5. 洋上風力公募の制度を見直して撤退を防ぐとしているが
経済産業省はこれらの事案を受け、事業者公募の制度を見直し、物価変動分の一部を販売価格に反映する方針を示しました。具体的には、資材費や施工費の上昇分について、公募実施前年の価格水準に対し最大40%を上限として販売価格に反映できるようにするとのことです(価格が下落した場合にも反映されるとされています)。
しかし、この上昇分はどのように算定されるのでしょうか? 落札業者の申告によるものなのか、それとも役所が算出するのか。いずれにせよ、納得感を得るのは難しいように思います。
さらに、「この建設にかかった資材費や工事費を、電気を使用するすべての人が負担する」という考え方は、まさに総括原価方式の復活です。経産省の官僚や大学の専門家、大手マスコミが忌み嫌ってきた総括原価方式そのものではないでしょうか。
東日本大震災以降、総括原価方式は「電力会社が経営努力をしない元凶」と批判されてきました。しかし、私は総括原価方式が必ずしも悪いとは思いません。多額の設備投資を行い、そのコスト回収に20年から40年もの長期間を要する設備産業においては、総括原価方式が最も優れた料金算出の方法だと考えます。
実際、JRの運賃や上下水道料金、さらにはNHKの受信料でさえ、総括原価方式に基づいて算出されています。設備産業でこの方式を採用していないのは、携帯電話業界くらいではないでしょうか。しかし、携帯電話業界は市場が拡大を続けているため、むしろ例外的な存在です。一方、電力市場は東日本大震災以降縮小傾向にあります。
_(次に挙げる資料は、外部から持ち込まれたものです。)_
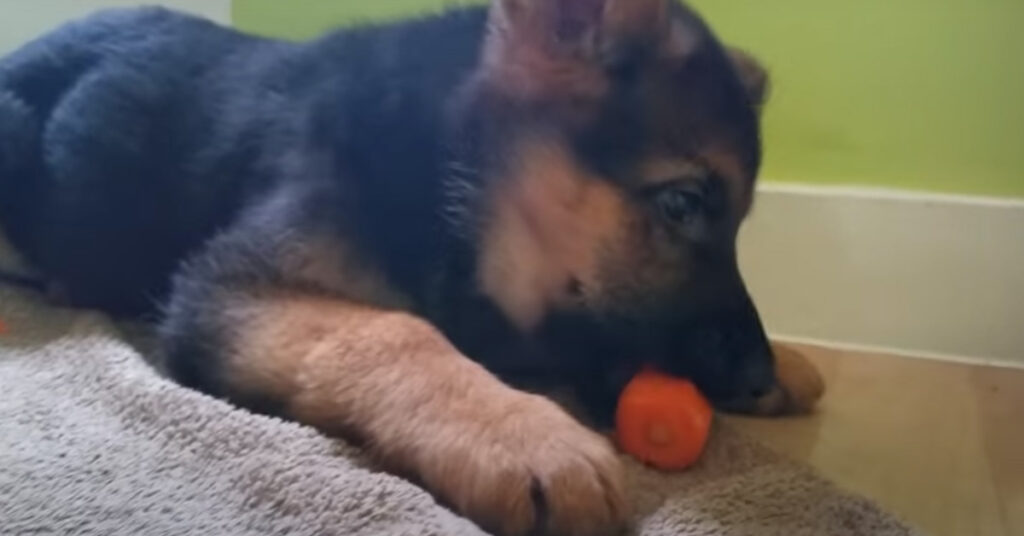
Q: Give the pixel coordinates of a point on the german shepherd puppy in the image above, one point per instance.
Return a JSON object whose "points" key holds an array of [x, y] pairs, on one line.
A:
{"points": [[366, 232]]}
今後、データセンターの需要増加などで市場が拡大すると言われていますが、その確実性は不透明です。
このままでは、いざ市場が拡大した時に「売る電力がない」という事態に陥る可能性があります。
電力の市場を自由化すれば、安価で多様なサービスが提供され、再生可能エネルギーも大量に導入できる——そう言われてから10年以上が経ちました。しかし、実際には自由化や競争原理を中途半端に取り入れたことで、仕組みは複雑で難解になり、電気料金はどんどん上昇しています。
さらに、制度が立ち行かなくなると、電気料金に税金から補助金を投入したり、総括原価方式の考え方を少しずつこっそり復活させたりする。結果として、電気料金を大幅に引き上げただけではないでしょうか。
そもそも、一般の人々は電力の自由化を望んでいたわけでも、太陽光発電を求めていたわけでもありません。ただ、安くて安定した電気が供給されるなら、自由化であろうと地域独占であろうと、どちらでも構わなかったのではないでしょうか。